Durante a apresentação de Marina Sena, que começou por volta das 14h30, a situação se tornou mais crítica. Uma bombeira civil relatou ter atendido sozinha cerca de 10 pessoas com mal-estar em menos de uma hora. Em resposta, a organização do evento intensificou a distribuição de água, com equipes circulando e arremessando copos plásticos para a plateia, um esforço vital para combater a desidratação. A própria artista chegou a interromper sua performance para alertar sobre pessoas em dificuldade perto do palco.
Desafios no acesso e a gestão do fluxo de público
Além das questões de saúde, o acesso ao palco do Anhangabaú foi um ponto de atrito. O controle rigoroso de entrada, que incluía revista e limitação de fluxo, resultou em filas extensas nos portões da Avenida São João e, especialmente, na entrada da Praça Ramos de Azevedo, mais próxima ao palco. Muitos frequentadores expressaram frustração com a dificuldade de acesso e as mudanças de percurso de última hora.

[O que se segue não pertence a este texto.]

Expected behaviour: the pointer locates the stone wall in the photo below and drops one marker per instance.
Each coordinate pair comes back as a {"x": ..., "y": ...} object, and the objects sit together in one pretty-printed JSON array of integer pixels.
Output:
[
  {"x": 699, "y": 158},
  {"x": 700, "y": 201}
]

A estudante Erika Gonçalves, de 19 anos, e sua amiga Letícia Fenner, de 21, exemplificaram a situação. Elas relataram ter tentado entrar por um portão próximo, mas a aglomeração era tanta que foram forçadas a dar uma volta considerável para encontrar outro ponto de acesso. Letícia também reclamou de ter sido impedida de entrar com um guarda-chuva, um item que, paradoxalmente, era visto com frequência dentro do evento. A confusão gerou perda de tempo e uma sensação de desorganização para parte do público.
Avaliação do público e a infraestrutura do evento
Apesar dos percalços, a avaliação geral do público sobre a estrutura da Virada Cultural na região central foi mista, com pontos positivos e negativos. A segurança, por exemplo, foi elogiada por Bruna Moreira, de 37 anos, que passeava com a filha de 5 anos. Ela destacou a tranquilidade de ver pessoas usando celulares para fotos e vídeos sem preocupação, atribuindo isso à presença reforçada da Polícia Militar e da Guarda Civil Metropolitana (GCM), que mantiveram patrulhamento constante e bases fixas nos palcos principais.
Por outro lado, a infraestrutura básica recebeu críticas. A quantidade de banheiros químicos no interior do palco do Anhangabaú foi considerada insuficiente para a lotação registrada, um problema recorrente em eventos de grande porte que impacta diretamente a experiência do público. Esses detalhes, embora pareçam menores, são cruciais para a fluidez e o conforto em eventos que reúnem centenas de milhares de pessoas.
Lições para futuros grandes eventos urbanos
A Virada Cultural no Vale do Anhangabaú, em 2026, serve como um estudo de caso sobre os desafios inerentes à organização de grandes eventos em espaços urbanos densamente povoados. O sucesso de atrair multidões para celebrar a cultura é inegável, mas a gestão de fatores como o clima, o fluxo de pessoas, a segurança e a infraestrutura básica exige planejamento contínuo e adaptabilidade. A experiência reforça a necessidade de um equilíbrio delicado entre a liberdade de acesso e a segurança e bem-estar do público, garantindo que a festa não se transforme em um risco.